En misa de domingo, resistiendo a duras penas —y de pie—
un sermón soporífero y edulcorado, miro por enésima
vez el piso de la iglesia.
Y mi cabeza se dedica a reacomodar las baldosas.
Lo hago automáticamente, casi irrestiblemente. Una especie de manía o compulsión mental.
Se trata de redistribuir las baldosas
de distinto color, sea para variar o para corregir el dibujo.
El piso de mi iglesia parroquial, cuyo dibujo copio al lado, tiene un defecto; dos baldosas intercambiadas, fáciles de detectar.

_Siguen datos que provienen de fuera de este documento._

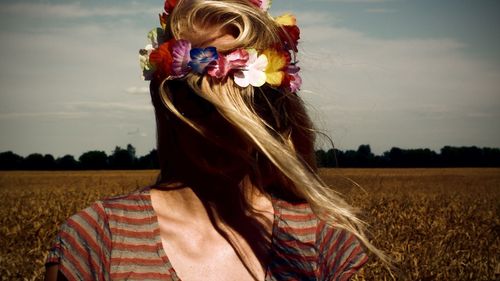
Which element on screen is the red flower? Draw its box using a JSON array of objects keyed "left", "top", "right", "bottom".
[
  {"left": 250, "top": 0, "right": 262, "bottom": 8},
  {"left": 159, "top": 13, "right": 168, "bottom": 29},
  {"left": 165, "top": 0, "right": 177, "bottom": 15},
  {"left": 149, "top": 39, "right": 175, "bottom": 80},
  {"left": 279, "top": 25, "right": 300, "bottom": 52}
]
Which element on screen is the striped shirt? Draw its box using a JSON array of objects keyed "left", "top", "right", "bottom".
[{"left": 46, "top": 188, "right": 368, "bottom": 281}]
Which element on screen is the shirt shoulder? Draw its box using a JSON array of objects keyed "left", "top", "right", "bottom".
[
  {"left": 316, "top": 221, "right": 368, "bottom": 281},
  {"left": 271, "top": 199, "right": 367, "bottom": 280},
  {"left": 46, "top": 201, "right": 111, "bottom": 280}
]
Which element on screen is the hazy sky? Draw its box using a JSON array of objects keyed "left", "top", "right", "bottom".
[{"left": 0, "top": 0, "right": 500, "bottom": 157}]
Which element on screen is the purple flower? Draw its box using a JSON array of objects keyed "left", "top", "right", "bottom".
[
  {"left": 188, "top": 47, "right": 219, "bottom": 74},
  {"left": 172, "top": 39, "right": 191, "bottom": 77}
]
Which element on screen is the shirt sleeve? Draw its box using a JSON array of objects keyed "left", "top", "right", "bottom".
[
  {"left": 45, "top": 202, "right": 111, "bottom": 281},
  {"left": 316, "top": 223, "right": 368, "bottom": 281}
]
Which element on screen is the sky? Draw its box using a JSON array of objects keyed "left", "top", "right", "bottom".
[{"left": 0, "top": 0, "right": 500, "bottom": 157}]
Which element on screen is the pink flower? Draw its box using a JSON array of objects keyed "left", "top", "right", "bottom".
[
  {"left": 208, "top": 49, "right": 248, "bottom": 79},
  {"left": 234, "top": 49, "right": 268, "bottom": 88},
  {"left": 249, "top": 0, "right": 272, "bottom": 12},
  {"left": 172, "top": 39, "right": 191, "bottom": 77}
]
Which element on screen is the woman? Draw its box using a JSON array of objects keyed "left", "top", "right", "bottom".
[{"left": 46, "top": 0, "right": 378, "bottom": 281}]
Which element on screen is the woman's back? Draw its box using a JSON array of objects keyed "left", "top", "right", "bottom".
[{"left": 47, "top": 188, "right": 367, "bottom": 281}]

No sé qué interpretación dará un psicoanalista a esto, no sé si será raro o frecuente. Lo
cierto es que
aunque es cosa muy antigua en mí (me recuerdo, de chico,
caminando las veredas de la plaza de pueblo, con baldosas
rojas y amarillas), no hace mucho tomé conciencia.

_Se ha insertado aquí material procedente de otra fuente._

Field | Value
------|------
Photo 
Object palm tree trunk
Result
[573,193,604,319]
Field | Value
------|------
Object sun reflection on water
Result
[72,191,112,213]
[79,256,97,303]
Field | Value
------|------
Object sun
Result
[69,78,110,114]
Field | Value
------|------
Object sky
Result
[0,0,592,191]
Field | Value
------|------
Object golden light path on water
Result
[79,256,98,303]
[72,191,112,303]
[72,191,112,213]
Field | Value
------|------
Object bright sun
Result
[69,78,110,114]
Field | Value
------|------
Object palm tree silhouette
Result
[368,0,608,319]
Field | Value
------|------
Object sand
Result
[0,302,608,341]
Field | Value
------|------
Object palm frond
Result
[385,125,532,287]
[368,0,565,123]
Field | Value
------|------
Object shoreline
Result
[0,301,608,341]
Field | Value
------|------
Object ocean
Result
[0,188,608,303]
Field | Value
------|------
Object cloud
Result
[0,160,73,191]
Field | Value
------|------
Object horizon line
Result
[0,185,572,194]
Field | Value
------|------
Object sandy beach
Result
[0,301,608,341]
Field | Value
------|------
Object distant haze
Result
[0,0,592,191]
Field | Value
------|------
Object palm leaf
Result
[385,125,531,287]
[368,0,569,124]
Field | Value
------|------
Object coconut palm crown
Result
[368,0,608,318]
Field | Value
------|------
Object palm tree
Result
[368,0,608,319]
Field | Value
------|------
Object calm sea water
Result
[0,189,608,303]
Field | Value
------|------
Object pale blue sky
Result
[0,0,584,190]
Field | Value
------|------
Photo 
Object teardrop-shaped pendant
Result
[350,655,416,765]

Tal vez sea cosa de cabeza matemáticas (geométricas), me digo. No sé.
Las reglas son curiosamente estrictas: no vale pintar baldosas, sólo vale re-ubicarlas.

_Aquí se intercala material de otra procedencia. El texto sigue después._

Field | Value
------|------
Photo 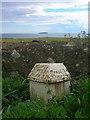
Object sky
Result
[0,0,89,33]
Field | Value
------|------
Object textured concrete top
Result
[28,63,71,83]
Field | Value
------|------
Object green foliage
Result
[3,76,90,120]
[2,74,29,108]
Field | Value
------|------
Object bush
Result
[3,74,90,119]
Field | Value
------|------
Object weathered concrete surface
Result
[28,63,71,103]
[28,63,71,83]
[2,40,90,77]
[29,81,70,103]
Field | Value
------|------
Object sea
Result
[0,33,75,38]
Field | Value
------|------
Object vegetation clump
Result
[2,75,90,119]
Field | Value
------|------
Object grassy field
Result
[2,74,90,120]
[0,37,90,42]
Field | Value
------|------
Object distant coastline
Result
[38,32,48,34]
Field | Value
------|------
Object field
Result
[2,38,90,119]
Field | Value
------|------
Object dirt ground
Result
[2,39,90,77]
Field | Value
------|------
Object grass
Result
[2,74,90,120]
[0,37,90,42]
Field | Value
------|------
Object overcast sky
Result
[0,0,89,33]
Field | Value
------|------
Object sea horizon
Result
[0,33,76,38]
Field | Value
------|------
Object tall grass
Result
[2,76,90,120]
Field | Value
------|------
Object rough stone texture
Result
[28,63,71,83]
[2,40,90,77]
[29,81,70,103]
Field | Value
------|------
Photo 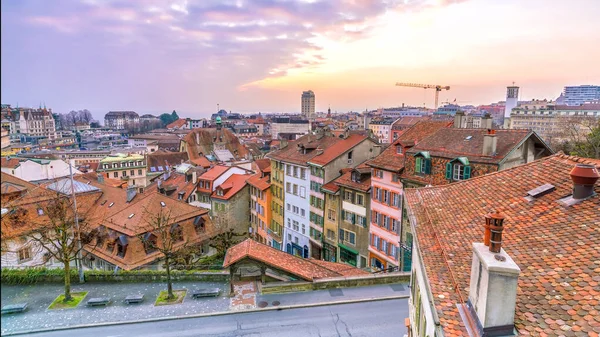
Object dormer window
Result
[446,157,471,181]
[415,151,431,174]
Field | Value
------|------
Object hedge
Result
[0,268,229,285]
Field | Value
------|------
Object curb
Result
[2,295,410,336]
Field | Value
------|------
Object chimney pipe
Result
[483,129,498,156]
[484,211,504,253]
[569,164,600,200]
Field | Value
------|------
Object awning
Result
[415,151,431,159]
[119,235,129,246]
[450,157,469,166]
[338,243,358,255]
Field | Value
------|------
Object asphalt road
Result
[22,299,408,337]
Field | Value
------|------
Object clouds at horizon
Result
[1,0,595,119]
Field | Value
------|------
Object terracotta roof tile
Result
[0,157,20,168]
[223,239,368,281]
[407,128,548,163]
[308,134,369,165]
[210,174,250,200]
[405,153,600,336]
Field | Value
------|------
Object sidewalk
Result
[1,282,409,334]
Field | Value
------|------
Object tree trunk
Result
[64,261,71,302]
[165,257,175,300]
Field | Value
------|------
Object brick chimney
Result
[569,164,600,200]
[454,111,465,129]
[466,212,521,337]
[483,129,498,156]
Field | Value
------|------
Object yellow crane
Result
[396,82,450,109]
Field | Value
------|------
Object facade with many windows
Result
[98,153,147,191]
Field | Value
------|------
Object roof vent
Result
[569,164,600,200]
[525,184,556,201]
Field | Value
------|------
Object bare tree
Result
[138,208,188,300]
[7,192,95,302]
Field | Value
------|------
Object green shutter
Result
[464,165,471,179]
[423,159,431,174]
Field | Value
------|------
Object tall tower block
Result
[504,83,519,129]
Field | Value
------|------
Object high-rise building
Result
[563,85,600,105]
[302,90,315,118]
[504,85,519,128]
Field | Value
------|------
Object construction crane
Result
[396,82,450,109]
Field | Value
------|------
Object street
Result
[21,299,408,337]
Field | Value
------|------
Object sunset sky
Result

Bueno… En algunos casos nos permitimos cortar las baldosas por la mitad. Pero sólo en el caso de sermones más largos de lo habitual.
Mi ángel de la guarda me reprende, y yo le explico
que es una forma inofensiva de canalizar mis ansias
de reformar la Iglesia. Y no le hace ninguna gracia.
Pienso entonces en retrucarle que siempre será más
saludable reacomodar baldosas que escuchar el sermón;
pero después lo pienso mejor y no le digo nada.